Salvo mi corazón, todo está bien nos tranquilizó a los admiradores del genio colombiano que se presenta con dos apellidos: Héctor Abad Faciolince. Pero inquieto, como parece ser, al poco de haberse recuperado de la operación a corazón abierto, se dejó arrastrar por el empuje de esa fuerza de la naturaleza que debe ser Sergio Jaramillo. Este buen amigo, y hasta conciencia del escritor, intervino muy activamente en las negociaciones con las FARC que tuvieron lugar en Cuba y que acabaron en un plebiscito fallido, aunque de hecho sus efectos no fueron vinculantes, pues el presidente Santos continuó con su plan.

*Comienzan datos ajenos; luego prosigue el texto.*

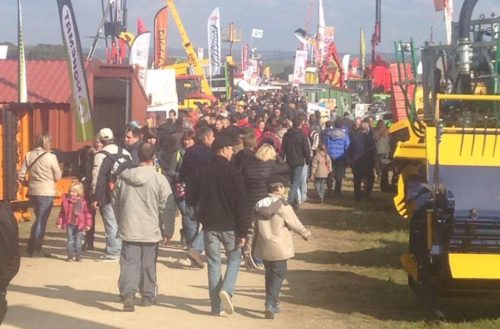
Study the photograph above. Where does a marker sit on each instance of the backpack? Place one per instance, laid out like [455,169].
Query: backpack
[120,162]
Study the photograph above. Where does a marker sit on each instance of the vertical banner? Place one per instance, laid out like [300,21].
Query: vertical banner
[299,69]
[161,23]
[139,54]
[214,42]
[244,57]
[23,89]
[71,39]
[362,50]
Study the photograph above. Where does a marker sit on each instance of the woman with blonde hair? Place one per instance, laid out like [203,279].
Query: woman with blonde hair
[40,171]
[256,172]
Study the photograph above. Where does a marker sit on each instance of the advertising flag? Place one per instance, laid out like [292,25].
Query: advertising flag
[71,39]
[161,23]
[362,49]
[214,42]
[139,55]
[23,89]
[257,33]
[299,69]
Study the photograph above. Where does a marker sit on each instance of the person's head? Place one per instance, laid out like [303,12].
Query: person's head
[365,127]
[249,141]
[149,134]
[188,139]
[172,115]
[132,135]
[44,141]
[277,185]
[106,136]
[266,152]
[147,152]
[205,135]
[223,146]
[76,189]
[97,145]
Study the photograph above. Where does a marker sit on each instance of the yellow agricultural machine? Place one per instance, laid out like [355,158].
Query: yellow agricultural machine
[449,165]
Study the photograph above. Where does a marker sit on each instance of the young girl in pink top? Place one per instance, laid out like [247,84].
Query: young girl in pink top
[75,217]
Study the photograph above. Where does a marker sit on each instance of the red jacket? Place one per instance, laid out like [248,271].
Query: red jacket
[84,218]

La excusa que encontró Héctor Abad para dejarse arrastrar a un viaje de altísimo riesgo fue la invitación que sus editoras ucranianas (Maryna y Anabell) le hicieron para acudir a la Feria del Libro de Arsenal en Kiev, al final de la primavera de 2023. Venció la resistencia (plausible e imaginable) de su mujer y de sus dos hijos, y se dejó convencer por la solidaridad, de un lado, y el temor, de otro, por la suerte de las dos entrañables (según deducimos de la correspondencia cruzada con ellas) editoras. Por entonces, el enorme país del este europeo llevaba año y medio soportando la invasión «masiva e ilegal contra un país soberano e independiente, Ucrania, ordenada por el líder supremo de la Federación Rusa, Vladimir Putin (pág. 16), en quien, por cierto, se inspira otra obra absolutamente recomendable, El mago del Kremlin, de Giuliano D’Empoli.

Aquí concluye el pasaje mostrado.